Australian regulators are warning about a rise in identity theft that’s being used to drain investors’ brokerage accounts.
Following an industry review, which was sparked by a “spike” in reports of investors’ shares being stolen, the Australian Securities and Investments Commission (ASIC) issued a warning to investors and the investment industry, along with new guidance to the industry on guarding against these kinds of schemes.
According to the regulator, so-called “share-sale frauds” typically involve an investor’s brokerage account being compromised and their portfolio being liquidated with the proceeds directed to the scammer’s bank account, or the creation of a new trading account using stolen or fraudulent identity documents, which are used to sell an investor’s shares.

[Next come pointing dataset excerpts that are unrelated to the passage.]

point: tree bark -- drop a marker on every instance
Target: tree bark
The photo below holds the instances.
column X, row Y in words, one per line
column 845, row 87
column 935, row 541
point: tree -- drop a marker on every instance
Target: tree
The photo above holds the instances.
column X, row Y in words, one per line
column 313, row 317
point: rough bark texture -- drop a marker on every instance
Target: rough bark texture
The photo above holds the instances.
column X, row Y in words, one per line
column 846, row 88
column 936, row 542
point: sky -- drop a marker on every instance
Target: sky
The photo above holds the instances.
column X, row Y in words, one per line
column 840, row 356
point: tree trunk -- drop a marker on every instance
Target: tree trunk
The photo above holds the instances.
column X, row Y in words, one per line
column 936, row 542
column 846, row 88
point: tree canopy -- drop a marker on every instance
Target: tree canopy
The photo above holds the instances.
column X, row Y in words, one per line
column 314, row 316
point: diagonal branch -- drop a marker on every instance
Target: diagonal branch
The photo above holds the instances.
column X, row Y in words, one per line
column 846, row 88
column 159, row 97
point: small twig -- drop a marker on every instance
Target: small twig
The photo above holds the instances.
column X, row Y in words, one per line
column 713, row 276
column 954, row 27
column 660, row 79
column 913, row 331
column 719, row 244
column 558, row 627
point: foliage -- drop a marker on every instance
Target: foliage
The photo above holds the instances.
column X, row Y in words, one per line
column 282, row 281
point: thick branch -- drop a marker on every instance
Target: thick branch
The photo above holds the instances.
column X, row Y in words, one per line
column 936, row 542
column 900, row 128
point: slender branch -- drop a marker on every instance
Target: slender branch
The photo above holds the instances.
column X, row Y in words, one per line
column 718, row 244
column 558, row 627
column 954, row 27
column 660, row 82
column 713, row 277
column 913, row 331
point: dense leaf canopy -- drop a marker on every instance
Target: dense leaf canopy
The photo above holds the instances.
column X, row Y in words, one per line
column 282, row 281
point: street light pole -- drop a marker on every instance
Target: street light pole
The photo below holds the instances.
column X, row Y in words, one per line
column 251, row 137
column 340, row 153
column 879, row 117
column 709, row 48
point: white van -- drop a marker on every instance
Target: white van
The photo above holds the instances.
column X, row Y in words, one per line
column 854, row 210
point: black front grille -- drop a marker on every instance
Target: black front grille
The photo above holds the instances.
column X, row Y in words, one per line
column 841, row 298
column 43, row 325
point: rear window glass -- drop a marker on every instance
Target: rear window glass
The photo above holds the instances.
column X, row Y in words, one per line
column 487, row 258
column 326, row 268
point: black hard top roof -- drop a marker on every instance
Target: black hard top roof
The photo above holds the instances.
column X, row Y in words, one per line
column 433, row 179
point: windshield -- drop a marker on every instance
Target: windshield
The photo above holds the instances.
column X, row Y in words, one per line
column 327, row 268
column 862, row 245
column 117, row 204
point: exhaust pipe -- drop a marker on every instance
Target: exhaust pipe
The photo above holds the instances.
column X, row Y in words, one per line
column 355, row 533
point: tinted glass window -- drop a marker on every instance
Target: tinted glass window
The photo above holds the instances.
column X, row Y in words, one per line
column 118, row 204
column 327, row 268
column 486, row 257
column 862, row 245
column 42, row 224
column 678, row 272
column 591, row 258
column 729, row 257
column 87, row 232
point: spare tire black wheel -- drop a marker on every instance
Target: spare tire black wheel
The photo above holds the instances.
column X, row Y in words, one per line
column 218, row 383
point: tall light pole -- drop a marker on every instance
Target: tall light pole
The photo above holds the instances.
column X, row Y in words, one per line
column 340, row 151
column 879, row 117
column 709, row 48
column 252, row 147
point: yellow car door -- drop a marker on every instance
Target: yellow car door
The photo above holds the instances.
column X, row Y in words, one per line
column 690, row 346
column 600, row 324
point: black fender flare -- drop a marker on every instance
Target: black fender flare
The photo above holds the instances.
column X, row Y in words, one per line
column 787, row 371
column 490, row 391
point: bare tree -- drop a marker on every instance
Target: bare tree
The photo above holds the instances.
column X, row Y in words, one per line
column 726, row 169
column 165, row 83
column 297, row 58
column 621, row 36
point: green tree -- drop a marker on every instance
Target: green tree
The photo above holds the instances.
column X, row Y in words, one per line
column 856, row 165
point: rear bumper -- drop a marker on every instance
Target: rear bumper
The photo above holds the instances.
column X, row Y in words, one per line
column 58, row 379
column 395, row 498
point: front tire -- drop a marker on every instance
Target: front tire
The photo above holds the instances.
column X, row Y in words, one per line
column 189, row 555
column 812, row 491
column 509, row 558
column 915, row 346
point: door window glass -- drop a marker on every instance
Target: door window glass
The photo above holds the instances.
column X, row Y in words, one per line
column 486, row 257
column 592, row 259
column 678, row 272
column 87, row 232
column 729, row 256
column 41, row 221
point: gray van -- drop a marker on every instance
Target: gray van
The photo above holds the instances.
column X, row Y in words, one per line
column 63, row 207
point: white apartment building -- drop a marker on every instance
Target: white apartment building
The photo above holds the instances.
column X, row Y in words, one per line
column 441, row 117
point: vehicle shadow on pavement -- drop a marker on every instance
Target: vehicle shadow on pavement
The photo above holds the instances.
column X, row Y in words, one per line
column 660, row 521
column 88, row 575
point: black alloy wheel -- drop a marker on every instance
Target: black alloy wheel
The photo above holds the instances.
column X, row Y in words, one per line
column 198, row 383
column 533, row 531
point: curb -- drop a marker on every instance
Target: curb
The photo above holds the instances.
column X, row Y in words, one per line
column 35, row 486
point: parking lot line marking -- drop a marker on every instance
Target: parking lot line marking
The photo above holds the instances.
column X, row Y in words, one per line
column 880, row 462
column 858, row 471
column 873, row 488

“In the last four years, ASIC analysis has identified a seven-fold increase in the number of share-sale fraud reports made by market intermediaries,” said Simone Constant, ASIC commissioner, in a release.
“[I]n some cases entire investment portfolios are lost, and millions of dollars are involved. There is a tremendous emotional and financial impact for investors who fall victim,” she noted.
In response to the rise in these kinds of attacks, the ASIC reviewed the industry’s client onboarding and identity verification practices, and their fraud detection practices. It issued revised guidance that aims to help the brokerage industry strengthen its practices for detecting, preventing and remediating share-sale frauds.
Along with increased monitoring and due diligence by industry firms to guard against these sorts of schemes, the ASIC also called for investors to be alert for suspicious transaction activity, and to practice strong account security.
“Vigilance is key as share-sale fraud is often difficult to detect,” Constant said.